Alla stessa stregua del suo aspetto fisico, ogni singola sfumatura del carattere del lagotto è finalizzata a un maggior rendimento nell'attività di ricerca. L'istinto per il riporto è una componente imprescindibile. Ma ci sono anche altre qualità che danno al lagotto quel qualcosa in più che lo rende migliore di tutte le altre razze da lavoro e non. Per prima cosa, l'assoluta mancanza di istinti predatori. Il lagotto, a differenza dei cani da caccia, non viene distratto dal proprio lavoro, per il passaggio di una lepre, o l'emanazione di un fagiano o altra selvaggina. Rispetto ai cani da guardia o da pastore, presenta invece il vantaggio di non avere aggressività alcuna nei confronti dei propri simili. Non sono ossessionati dal dover marcare il territorio e per questo non sono distratti da segnali olfattivi lasciati da altri cani; nemmeno sono interessati ad attaccar briga con i loro simili, se ne dovessero percepire la vicinanza durante l'attività di ricerca.
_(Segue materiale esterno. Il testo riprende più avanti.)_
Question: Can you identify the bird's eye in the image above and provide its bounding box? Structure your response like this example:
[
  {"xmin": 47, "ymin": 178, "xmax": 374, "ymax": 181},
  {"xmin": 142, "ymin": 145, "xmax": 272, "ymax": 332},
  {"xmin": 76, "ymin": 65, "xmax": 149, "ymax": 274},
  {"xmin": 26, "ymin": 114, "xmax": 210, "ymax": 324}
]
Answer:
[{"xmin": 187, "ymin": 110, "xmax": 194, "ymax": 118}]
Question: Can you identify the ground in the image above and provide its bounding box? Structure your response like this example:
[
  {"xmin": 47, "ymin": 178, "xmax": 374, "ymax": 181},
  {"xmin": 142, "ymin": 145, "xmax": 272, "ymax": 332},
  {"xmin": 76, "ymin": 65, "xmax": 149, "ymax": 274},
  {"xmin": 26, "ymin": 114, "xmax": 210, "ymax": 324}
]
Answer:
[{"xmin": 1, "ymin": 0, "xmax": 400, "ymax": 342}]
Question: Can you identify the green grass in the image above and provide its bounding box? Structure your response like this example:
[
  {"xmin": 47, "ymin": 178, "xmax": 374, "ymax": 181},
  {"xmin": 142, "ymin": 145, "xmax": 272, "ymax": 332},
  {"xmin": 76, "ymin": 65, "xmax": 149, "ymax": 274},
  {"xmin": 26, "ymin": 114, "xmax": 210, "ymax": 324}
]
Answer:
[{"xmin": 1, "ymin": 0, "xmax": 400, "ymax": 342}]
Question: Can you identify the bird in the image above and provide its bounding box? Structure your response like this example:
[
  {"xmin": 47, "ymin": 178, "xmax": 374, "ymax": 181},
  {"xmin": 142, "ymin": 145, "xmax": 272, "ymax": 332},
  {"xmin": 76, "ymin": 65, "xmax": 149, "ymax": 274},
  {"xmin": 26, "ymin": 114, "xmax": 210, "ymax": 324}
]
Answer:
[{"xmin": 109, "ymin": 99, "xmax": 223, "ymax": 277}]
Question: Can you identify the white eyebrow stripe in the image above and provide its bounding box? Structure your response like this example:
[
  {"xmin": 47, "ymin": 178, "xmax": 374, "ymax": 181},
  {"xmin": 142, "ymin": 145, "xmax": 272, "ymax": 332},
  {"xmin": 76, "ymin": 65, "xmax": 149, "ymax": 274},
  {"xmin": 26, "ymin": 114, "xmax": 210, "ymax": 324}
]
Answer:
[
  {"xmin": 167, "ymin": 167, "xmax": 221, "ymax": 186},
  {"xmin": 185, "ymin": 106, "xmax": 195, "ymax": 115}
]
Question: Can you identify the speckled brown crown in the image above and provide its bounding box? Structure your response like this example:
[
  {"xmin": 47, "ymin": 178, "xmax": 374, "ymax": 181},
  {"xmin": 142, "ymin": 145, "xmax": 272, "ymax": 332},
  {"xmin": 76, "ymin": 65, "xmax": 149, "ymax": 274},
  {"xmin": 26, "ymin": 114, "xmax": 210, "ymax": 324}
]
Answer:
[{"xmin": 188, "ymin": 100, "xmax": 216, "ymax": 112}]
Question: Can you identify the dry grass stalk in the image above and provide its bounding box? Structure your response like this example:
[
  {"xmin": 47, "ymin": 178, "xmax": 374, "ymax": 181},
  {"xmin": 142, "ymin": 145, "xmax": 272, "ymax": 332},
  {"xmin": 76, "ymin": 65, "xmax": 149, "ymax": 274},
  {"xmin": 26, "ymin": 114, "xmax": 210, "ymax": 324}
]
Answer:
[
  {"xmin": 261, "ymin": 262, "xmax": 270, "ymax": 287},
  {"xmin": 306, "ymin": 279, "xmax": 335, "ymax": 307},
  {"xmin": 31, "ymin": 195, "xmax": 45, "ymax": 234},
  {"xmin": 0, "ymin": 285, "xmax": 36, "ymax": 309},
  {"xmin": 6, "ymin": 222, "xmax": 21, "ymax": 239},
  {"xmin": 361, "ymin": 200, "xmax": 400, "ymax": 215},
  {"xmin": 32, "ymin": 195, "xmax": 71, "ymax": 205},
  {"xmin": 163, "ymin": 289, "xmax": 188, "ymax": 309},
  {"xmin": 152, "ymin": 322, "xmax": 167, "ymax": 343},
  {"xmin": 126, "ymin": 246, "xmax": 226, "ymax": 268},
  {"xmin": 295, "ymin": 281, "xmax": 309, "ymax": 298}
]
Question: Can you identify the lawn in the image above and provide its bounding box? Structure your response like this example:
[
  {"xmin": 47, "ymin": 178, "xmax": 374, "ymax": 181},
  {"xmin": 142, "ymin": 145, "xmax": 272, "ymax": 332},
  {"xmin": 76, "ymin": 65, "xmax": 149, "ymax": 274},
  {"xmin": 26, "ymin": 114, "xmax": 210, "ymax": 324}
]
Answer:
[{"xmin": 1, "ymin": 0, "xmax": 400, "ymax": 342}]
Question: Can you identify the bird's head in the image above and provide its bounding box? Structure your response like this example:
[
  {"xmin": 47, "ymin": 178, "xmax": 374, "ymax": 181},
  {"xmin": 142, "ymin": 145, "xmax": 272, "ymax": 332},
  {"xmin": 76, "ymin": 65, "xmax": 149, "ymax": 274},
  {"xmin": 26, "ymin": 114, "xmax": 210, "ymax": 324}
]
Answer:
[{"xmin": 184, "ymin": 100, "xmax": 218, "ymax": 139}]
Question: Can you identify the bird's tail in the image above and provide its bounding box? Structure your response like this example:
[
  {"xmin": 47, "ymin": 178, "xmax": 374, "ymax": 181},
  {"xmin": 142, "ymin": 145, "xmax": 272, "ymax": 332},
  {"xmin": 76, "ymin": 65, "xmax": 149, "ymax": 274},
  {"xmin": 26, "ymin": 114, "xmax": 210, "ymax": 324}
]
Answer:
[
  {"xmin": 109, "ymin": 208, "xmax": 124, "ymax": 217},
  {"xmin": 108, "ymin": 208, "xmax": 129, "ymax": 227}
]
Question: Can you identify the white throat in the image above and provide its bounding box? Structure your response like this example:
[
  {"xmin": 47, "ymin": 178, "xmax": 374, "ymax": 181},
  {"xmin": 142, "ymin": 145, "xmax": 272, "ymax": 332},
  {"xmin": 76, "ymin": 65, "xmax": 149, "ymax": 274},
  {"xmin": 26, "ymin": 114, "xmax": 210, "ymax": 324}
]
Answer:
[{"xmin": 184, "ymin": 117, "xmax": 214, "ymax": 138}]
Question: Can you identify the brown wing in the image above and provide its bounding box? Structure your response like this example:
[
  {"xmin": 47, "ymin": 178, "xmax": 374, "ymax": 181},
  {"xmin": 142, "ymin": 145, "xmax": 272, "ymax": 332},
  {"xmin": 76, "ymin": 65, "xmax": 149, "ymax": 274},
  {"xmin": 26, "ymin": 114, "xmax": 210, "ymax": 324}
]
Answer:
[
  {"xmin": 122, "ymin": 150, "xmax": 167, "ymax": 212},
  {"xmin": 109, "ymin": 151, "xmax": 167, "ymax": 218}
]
La scarsa propensione all'abbaio è molto importante, in quanto il lavoro deve essere svolto in silenzio, per non rivelare ad altri la zona in cui si sta cercando.

Il lagotto in famiglia

La graduale eliminazione selettiva di ogni istinto di caccia e di guardia ha reso il lagotto particolarmente adatto al ruolo di cane da compagnia e da famiglia. E' il cane che ci segue tranquillamente nelle passeggiate, senza scappare alla ricerca di eventuali "prede" né creandoci problemi di aggressività nei confronti di persone o altri cani per la difesa del territorio. E' altresì un compagno ideale per i bambini. Robusto quanto basta per sopportare i giochi dei più piccoli, è sempre ben disposto verso chiunque, uomini, cani, animali. Vivace ma non maldestro, il lagotto è molto legato al padrone, ma sa anche starsene tranquillo quando questi è assente. Un altra caratteristica che può rivelarsi preziosa è la particolare consistenza del pelo. Il lagotto è praticamente esente da muta. Il sottopelo rimane aggrovigliato al pelo di copertura. Se non viene rimosso, facilmente infeltrisce. Questo può essere evitato tosando il cane due volte all'anno, all'inizio e alla fine dell'estate. Il pelo può essere tagliato anche molto corto. Molti lo lasciano un po' più lungo su testa e muso, ma sempre lasciando ben visibili gli occhi del cane. Ad ogni modo, la tosatura tradizionale del lagotto lascia un aspetto molto più "naturale" rispetto al barbone. Niente pon pon, niente zone rasate, solo un accorciatura regolare e uniforme all'insegna della massima funzionalità. La cura del mantello, infatti, non è particolarmente impegnativa. Pettinature o spazzolate sono spesso superflue. Basterà controllare di tanto in tanto il pelo intorno alle orecchie, che, in tutte le razze a pelo lungo, è più soggetto all'infeltrimento. Consigliabile, invece rimuovere il pelo che frequentemente cresce all'interno degli orecchi, costituendo l' habitat ideale per i parassiti. Il lagotto è una razza robusta. Non si segnalano malattie ereditarie particolari, mentre si può segnalare una longevità superiore alla media: non di rado raggiungono e superano i 16 anni di età.